Napolitano to leave Homeland Security

Napolitano to leave Homeland Security

WASHINGTON - Homeland Security Secretary Janet Napolitano announced her resignation Friday to take over the University of California system, leaving behind a huge department still working to adjust to the merger of nearly two dozen agencies after the Sept. 11, 2001 terrorist attacks.

The former Arizona governor came to President Obama's Cabinet with plans to fix the nation's broken immigration system, and she is leaving in the midst of a heated battle in Congress over how - or if - that overhaul will be accomplished.

The most frequent contact by most Americans is with the department's Transportation Security Administration screeners at airports. But its charter is much broader: It comprises agencies that protect the president, respond to disasters and enforce immigration laws as well as secure air travel. It includes the Secret Service, the Coast Guard, the Federal Emergency Management Agency, Immigration and Customs Enforcement and Customs and Border Protection as well as the TSA.

Like the department Napolitano has run since the beginning of the Obama administration, the University of California system is a giant, multilayered organization, though with a far different mission.

Her appointment, which still must be confirmed by the system's board of regents, could triple Napolitano's salary from $199,700 to around $600,000. She said she would stay on as secretary until early September.

It is not clear whom Obama may be considering to replace her.

Sen. Charles Schumer, D-N.Y., said Friday he wants to Obama to nominate New York Police Department Commissioner Ray Kelly.

"Janet's portfolio has included some of the toughest challenges facing our country," Obama said in a statement Friday. "She's worked around the clock to respond to natural disasters, from the Joplin tornado to Hurricane Sandy, helping Americans recover and rebuild."

He said, the American people "are safer and more secure thanks to Janet's leadership in protecting our homeland against terrorist attacks."

She said in a statement, "The opportunity to work with the dedicated men and women of the Department of Homeland Security, who serve on the front lines of our nation's efforts to protect our communities and families from harm, has been the highlight of my professional career."

Napolitano's national profile and government experience trump the fact that she's never held an academic post as she prepares to lead the financially challenged University of California, college administrators and professors said.

The university's Board of Regents will vote on her nomination July 18.

Napolitano would be the 10-campus university's first female president, taking over a system from Mark Yudof with more than 234,000 students and an operating budget topping $24 billion, almost triple the size of the Arizona state budget.
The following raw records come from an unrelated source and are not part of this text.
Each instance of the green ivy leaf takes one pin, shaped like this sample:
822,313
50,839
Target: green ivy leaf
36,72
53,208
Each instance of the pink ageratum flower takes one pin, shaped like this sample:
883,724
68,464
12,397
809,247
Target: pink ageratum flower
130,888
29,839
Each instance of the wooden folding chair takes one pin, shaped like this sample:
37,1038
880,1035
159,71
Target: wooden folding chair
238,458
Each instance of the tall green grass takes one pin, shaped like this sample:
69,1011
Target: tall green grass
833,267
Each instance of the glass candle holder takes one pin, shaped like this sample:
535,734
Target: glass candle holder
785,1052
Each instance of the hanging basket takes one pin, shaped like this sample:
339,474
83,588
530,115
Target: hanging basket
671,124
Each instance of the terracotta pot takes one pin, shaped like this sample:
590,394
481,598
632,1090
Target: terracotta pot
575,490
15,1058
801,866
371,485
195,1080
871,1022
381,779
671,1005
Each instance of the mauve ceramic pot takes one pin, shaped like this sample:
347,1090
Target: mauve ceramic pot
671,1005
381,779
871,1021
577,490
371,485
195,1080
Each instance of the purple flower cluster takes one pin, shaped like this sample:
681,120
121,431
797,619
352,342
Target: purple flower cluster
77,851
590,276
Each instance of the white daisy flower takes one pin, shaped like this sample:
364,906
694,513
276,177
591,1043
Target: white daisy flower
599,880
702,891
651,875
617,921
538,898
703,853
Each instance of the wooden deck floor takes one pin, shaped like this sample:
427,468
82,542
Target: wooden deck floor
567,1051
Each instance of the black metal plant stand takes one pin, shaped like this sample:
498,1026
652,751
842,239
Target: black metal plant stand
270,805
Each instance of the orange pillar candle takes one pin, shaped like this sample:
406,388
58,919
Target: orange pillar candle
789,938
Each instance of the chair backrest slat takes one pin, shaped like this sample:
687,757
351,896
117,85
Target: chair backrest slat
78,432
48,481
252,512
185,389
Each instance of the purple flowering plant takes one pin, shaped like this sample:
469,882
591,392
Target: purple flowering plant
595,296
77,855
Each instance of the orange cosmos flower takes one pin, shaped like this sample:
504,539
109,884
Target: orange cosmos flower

The challenge is formidable as California lawmakers have slashed support for the university system by more than $1 billion since 2007 as they grappled with the recession and resurgent budget deficits.

"She has experience in working effectively with legislators, and that is important for the UC system president," said Peter Likins, who served as president of the University of Arizona from 1997 to 2006, overlapping with Napolitano's term as governor. "She does have to work hard to earn the acceptance, approval and support of the academic community."

UC Regent Sherry Lansing said that while some might consider Napolitano "an unconventional choice," she cited her advocacy for public education as governor and her sponsorship of a policy protecting undocumented immigrants pursuing a college education from deportation.

"Secretary Napolitano has the strength of character and an outsider's mind that will well serve the students and faculty," California Gov. Jerry Brown said in a statement. "It will be exciting to work with her."

Napolitano attended Santa Clara University as an undergraduate, and was its first female valedictorian. After law school at the University of Virginia, she clerked for a judge on the U.S. Court of Appeals for the 9th Circuit. She was Arizona's attorney general before serving as governor from 2003 to 2009, when she joined President Obama's cabinet. As governor, she sat on the Board of Regents, which oversees the state's universities.

Arizonans in Congress serve up praise, scorn

PHOENIX - Arizona Sen. John McCain is praising outgoing Homeland Security Secretary Janet Napolitano for her integrity and commitment to the nation's security.

Arizona Rep. Paul Gosar isn't being so kind. He slammed the former Arizona governor who resigned Friday to head the University of California.

Gosar issued a statement saying Napolitano's "inaction and incompetence on border security will continue to plague our nation for years to come."

McCain says that while he and Napolitano had their disagreements, she served the nation with honor in one of the toughest and most thankless jobs in Washington.